In an earlier post, I extolled the virtues of Fedora as an ideal candidate for digital preservation because “[a]ll of the metadata (descriptive, preservation, and relationship to other objects) and managed datastreams that make up a digital object are ‘serialized’ to a single XML file on a file system.” Well, as I found out last week, it isn’t quite that straight forward.
Last week we had a problem with Fedora running on our production server — it had locked up tight in a wait-state for some sort of disk I/O and not even a `kill -9` could get rid of it. So I rebooted the server. Then the Fedora service wouldn’t start again — it complained about corruption in the Kowari triplestore. Okay, so we’d have to blow away the Kowari database and the MySQL database and reload.
Now I can only imagine that readers who are familiar with the Fedora software are yelling “what version of Fedora were you using?!?” Well, unfortunately it was 2.0. (And those that know are probably groaning.) For everyone else — and I used to be in that category — the consensus might be, “well, simply reload the objects off the disk,” right?
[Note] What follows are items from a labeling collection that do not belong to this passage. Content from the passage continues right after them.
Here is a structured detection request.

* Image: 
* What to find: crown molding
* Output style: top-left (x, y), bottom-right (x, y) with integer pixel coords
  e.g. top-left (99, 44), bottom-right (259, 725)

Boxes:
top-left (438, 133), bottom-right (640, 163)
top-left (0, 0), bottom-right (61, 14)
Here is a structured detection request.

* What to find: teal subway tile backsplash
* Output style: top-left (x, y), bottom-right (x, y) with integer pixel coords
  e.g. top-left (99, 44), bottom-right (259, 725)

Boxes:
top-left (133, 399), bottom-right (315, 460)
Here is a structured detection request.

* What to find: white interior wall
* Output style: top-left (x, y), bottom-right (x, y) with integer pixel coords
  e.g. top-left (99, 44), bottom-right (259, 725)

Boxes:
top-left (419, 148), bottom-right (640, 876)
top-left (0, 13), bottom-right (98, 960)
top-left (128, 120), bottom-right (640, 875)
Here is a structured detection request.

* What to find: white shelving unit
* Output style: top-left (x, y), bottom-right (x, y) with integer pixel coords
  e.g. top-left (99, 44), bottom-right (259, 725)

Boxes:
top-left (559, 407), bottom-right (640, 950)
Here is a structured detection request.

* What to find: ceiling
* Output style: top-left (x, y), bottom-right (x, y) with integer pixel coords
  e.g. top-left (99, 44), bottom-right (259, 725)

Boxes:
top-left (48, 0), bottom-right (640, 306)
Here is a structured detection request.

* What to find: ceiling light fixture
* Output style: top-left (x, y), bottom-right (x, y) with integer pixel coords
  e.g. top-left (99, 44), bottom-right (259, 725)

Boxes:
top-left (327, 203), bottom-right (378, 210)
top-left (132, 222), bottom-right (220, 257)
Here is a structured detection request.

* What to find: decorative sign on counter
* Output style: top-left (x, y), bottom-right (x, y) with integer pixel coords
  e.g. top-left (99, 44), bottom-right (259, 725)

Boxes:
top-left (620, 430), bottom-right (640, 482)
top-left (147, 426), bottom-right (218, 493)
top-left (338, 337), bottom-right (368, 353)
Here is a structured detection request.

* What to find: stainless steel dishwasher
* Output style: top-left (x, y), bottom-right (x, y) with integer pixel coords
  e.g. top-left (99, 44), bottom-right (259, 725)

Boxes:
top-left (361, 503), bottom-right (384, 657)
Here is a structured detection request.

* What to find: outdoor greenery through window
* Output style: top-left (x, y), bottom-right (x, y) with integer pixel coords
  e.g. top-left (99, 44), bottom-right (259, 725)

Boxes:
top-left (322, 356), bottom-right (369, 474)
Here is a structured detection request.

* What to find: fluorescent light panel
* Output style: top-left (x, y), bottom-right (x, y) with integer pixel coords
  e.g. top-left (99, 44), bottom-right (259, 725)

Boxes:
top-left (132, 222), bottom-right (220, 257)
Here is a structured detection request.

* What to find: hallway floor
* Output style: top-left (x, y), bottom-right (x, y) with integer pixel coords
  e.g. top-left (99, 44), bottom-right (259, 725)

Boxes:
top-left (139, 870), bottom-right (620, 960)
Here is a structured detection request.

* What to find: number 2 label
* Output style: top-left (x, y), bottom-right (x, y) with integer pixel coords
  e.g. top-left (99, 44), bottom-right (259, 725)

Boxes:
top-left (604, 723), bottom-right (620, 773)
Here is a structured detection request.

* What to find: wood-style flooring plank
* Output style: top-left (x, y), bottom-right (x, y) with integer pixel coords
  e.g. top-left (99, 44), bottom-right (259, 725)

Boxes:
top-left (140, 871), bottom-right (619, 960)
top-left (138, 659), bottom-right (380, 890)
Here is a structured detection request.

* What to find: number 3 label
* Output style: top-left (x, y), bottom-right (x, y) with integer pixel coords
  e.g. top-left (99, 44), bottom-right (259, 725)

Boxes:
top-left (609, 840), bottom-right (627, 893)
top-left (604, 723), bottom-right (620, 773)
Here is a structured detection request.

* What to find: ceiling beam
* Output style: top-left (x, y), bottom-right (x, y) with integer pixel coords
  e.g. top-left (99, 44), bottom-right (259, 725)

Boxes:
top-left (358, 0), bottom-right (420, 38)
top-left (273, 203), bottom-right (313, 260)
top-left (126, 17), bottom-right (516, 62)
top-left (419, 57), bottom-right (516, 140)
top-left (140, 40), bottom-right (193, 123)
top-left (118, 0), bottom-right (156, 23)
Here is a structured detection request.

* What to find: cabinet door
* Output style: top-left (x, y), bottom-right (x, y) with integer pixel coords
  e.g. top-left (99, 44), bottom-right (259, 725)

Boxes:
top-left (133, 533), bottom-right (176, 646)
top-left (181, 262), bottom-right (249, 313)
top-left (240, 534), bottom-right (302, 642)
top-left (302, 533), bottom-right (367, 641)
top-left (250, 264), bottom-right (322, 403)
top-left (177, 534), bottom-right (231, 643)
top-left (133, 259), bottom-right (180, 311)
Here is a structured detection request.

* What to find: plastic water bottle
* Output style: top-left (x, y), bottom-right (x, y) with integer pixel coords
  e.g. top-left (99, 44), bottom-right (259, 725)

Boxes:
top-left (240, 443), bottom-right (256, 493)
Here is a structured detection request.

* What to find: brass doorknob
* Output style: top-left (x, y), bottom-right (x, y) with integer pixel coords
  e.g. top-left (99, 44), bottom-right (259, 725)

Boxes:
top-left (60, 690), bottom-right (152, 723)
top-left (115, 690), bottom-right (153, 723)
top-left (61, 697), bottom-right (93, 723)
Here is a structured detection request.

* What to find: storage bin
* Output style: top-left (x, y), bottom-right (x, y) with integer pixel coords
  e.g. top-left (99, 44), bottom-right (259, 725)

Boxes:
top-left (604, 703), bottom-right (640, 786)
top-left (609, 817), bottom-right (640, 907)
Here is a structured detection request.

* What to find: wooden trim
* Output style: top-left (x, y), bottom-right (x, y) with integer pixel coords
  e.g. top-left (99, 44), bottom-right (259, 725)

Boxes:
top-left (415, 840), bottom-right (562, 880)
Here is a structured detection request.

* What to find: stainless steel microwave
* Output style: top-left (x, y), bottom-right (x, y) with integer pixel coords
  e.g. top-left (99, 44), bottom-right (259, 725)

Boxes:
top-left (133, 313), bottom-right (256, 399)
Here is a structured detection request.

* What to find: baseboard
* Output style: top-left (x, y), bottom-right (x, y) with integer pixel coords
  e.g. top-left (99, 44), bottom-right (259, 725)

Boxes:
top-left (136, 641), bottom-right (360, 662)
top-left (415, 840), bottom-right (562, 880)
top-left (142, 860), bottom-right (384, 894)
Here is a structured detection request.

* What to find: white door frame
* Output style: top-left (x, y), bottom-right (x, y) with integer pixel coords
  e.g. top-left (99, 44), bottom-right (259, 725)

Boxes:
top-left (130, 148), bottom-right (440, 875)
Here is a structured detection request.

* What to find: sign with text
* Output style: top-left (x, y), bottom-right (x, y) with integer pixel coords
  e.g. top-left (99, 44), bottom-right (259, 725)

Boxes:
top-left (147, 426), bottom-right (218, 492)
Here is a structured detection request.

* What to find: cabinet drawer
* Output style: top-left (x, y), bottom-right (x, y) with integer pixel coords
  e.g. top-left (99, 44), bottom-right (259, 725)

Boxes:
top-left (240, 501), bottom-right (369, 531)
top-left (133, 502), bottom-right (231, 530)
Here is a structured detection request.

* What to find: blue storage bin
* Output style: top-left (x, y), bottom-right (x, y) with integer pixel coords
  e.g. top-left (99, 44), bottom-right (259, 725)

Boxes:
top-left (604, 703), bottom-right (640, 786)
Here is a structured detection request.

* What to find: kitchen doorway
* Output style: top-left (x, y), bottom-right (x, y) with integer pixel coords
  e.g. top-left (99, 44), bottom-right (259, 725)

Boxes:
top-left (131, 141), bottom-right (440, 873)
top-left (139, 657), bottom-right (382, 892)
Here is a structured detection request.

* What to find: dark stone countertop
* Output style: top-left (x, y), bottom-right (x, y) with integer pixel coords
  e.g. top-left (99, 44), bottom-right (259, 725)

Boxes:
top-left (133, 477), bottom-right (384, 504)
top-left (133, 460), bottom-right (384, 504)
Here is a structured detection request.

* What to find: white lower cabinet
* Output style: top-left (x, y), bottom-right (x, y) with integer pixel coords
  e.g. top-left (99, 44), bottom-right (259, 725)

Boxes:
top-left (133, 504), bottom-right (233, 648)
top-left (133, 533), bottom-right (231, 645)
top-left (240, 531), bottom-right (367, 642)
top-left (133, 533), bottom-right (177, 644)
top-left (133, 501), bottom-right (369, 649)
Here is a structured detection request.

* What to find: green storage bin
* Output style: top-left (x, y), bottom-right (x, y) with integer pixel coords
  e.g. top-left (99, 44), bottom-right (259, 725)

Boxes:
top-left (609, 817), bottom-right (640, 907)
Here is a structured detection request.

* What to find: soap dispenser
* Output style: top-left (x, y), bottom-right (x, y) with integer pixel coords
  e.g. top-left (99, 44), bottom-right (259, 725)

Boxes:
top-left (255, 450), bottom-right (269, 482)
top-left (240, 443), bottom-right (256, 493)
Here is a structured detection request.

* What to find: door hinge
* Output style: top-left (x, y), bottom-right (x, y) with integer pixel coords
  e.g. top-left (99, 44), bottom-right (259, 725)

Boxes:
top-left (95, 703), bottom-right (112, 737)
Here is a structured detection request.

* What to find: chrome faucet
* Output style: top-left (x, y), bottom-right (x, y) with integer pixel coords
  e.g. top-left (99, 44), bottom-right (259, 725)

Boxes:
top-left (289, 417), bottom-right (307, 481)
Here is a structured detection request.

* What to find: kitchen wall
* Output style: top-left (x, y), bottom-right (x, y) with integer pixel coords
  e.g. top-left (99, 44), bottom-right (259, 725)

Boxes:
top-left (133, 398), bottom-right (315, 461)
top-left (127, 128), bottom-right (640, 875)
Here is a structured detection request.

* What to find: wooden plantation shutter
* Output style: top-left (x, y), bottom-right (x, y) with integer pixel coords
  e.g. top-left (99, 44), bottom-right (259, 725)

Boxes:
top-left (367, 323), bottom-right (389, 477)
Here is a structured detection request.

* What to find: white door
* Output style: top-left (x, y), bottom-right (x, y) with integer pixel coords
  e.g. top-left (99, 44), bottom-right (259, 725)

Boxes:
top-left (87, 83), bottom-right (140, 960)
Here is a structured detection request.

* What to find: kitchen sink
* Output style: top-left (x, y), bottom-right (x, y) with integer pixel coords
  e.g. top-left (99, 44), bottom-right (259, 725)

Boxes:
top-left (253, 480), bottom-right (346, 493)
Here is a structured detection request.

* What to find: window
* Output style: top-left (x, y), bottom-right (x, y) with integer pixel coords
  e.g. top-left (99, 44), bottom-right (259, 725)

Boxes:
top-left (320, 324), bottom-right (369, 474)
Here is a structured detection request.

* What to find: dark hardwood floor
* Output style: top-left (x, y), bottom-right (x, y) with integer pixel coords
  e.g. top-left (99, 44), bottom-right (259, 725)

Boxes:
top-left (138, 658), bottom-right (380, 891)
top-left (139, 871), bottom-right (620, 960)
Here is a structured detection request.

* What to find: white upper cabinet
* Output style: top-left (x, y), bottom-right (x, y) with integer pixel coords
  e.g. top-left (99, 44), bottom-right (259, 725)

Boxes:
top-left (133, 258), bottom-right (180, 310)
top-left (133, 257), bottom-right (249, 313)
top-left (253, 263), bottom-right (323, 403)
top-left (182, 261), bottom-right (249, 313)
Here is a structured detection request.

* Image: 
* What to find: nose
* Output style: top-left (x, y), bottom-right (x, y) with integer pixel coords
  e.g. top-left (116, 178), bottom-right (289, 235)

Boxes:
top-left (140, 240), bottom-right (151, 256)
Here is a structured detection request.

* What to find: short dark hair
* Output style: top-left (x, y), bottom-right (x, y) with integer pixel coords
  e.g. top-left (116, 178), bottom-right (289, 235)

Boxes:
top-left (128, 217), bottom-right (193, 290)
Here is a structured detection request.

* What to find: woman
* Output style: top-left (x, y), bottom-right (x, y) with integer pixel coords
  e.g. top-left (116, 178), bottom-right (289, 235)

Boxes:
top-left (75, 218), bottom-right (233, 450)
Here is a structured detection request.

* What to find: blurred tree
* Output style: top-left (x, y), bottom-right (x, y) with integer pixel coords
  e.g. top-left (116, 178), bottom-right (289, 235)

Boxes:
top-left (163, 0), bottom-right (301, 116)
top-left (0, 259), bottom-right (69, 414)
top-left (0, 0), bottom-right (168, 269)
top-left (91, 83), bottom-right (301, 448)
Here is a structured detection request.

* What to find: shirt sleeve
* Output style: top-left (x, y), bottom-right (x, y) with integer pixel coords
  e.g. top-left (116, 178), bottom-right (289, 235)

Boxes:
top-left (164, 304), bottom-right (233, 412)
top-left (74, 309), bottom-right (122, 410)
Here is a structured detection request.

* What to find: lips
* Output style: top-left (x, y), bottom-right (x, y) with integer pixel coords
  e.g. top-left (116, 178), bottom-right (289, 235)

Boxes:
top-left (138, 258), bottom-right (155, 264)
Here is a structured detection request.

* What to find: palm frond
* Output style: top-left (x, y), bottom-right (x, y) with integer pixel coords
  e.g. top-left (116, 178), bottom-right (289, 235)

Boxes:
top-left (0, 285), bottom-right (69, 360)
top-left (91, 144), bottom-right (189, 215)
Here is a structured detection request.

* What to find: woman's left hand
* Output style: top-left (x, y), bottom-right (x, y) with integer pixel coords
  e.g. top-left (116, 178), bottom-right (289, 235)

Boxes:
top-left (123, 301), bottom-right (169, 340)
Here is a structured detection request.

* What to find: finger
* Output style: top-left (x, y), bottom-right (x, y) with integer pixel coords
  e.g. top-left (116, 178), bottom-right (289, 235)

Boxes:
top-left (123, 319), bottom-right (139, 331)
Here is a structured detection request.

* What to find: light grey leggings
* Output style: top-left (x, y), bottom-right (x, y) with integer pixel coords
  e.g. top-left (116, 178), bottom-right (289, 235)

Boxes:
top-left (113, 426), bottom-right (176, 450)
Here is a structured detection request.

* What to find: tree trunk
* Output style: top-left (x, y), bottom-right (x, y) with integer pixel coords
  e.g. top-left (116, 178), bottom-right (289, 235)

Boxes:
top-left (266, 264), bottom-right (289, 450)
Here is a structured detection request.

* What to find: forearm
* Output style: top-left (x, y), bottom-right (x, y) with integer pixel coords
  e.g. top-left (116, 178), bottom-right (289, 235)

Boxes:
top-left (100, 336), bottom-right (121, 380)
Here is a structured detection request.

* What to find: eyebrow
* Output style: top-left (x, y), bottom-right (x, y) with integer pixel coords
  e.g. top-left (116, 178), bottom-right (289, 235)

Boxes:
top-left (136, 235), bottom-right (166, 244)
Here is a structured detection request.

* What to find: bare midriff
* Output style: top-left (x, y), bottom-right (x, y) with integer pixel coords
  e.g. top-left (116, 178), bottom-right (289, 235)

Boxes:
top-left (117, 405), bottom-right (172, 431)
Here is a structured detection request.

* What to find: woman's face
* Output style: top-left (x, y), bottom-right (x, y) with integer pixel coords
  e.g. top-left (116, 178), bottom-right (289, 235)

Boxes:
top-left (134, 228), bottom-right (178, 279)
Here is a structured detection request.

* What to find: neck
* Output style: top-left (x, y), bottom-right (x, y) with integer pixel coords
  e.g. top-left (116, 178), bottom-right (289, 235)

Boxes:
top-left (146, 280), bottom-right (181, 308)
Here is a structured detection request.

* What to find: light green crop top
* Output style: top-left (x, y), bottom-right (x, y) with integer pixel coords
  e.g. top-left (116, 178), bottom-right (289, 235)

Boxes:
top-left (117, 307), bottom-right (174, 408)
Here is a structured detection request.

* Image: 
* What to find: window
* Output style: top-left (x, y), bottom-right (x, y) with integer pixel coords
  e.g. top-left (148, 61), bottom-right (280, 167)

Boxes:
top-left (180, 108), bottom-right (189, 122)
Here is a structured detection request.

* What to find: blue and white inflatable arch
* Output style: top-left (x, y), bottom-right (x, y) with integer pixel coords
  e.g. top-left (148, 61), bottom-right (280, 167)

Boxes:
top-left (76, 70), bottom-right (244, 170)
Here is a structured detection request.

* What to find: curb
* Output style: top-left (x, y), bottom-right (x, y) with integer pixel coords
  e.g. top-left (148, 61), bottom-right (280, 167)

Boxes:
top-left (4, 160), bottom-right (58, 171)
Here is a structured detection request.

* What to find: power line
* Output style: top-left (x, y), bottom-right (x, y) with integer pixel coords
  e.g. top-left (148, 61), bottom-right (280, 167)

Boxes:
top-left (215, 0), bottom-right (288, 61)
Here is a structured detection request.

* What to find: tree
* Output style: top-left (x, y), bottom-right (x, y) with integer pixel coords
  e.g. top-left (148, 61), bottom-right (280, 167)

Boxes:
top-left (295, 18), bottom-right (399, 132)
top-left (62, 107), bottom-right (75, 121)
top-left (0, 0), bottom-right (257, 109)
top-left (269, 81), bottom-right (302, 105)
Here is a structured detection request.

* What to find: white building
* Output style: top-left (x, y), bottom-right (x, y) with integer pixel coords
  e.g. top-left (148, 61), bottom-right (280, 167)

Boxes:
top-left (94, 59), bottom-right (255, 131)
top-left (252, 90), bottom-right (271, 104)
So here’s the kicker:
Gasp! Yep, that’s right. As it turns out, the framework of the object is stored as a single XML (METS-like…”FOXML” to be exact) file in the “objects” directory and each of that object’s datastreams is stored as a single binary file in the “datastreams” directory. (Or, to be completely accurate, the “objects” and “datastreams” directories are further subdivided in to a year, month-day, hour and minute directory structure.) The FOXML markup refers to a file with type “reference”:
<foxml:datastream ID="DS1" STATE="A" CONTROL_GROUP="M" VERSIONABLE="true"> <foxml:datastreamVersion ID="DS1.0" LABEL="DSCN0349" CREATED="2006-03-20T20:58:54.352Z" MIMETYPE="image/jpeg" SIZE="0"> <foxml:contentLocation TYPE="INTERNAL_ID" REF="peter:4+DS1+DS1.0" /> </foxml:datastreamVersion> </foxml:datastream>
This is a sample piece of a FOXML file for a digital object in FEDORA. In summary, this snippet defines a datastream called “DS1″ with the label “DSCN0349″ that is a JPEG file managed by the FEDORA server. The inner-most tag is a contentLocation with the type “INTERNAL_ID” and a reference attribute of “peter:4+DS1+DS1.0″. That reference corresponds exactly to a file name in the “datastreams” directory (with the exact subdivided directory structure as the “objects” directory) that is the datastream itself.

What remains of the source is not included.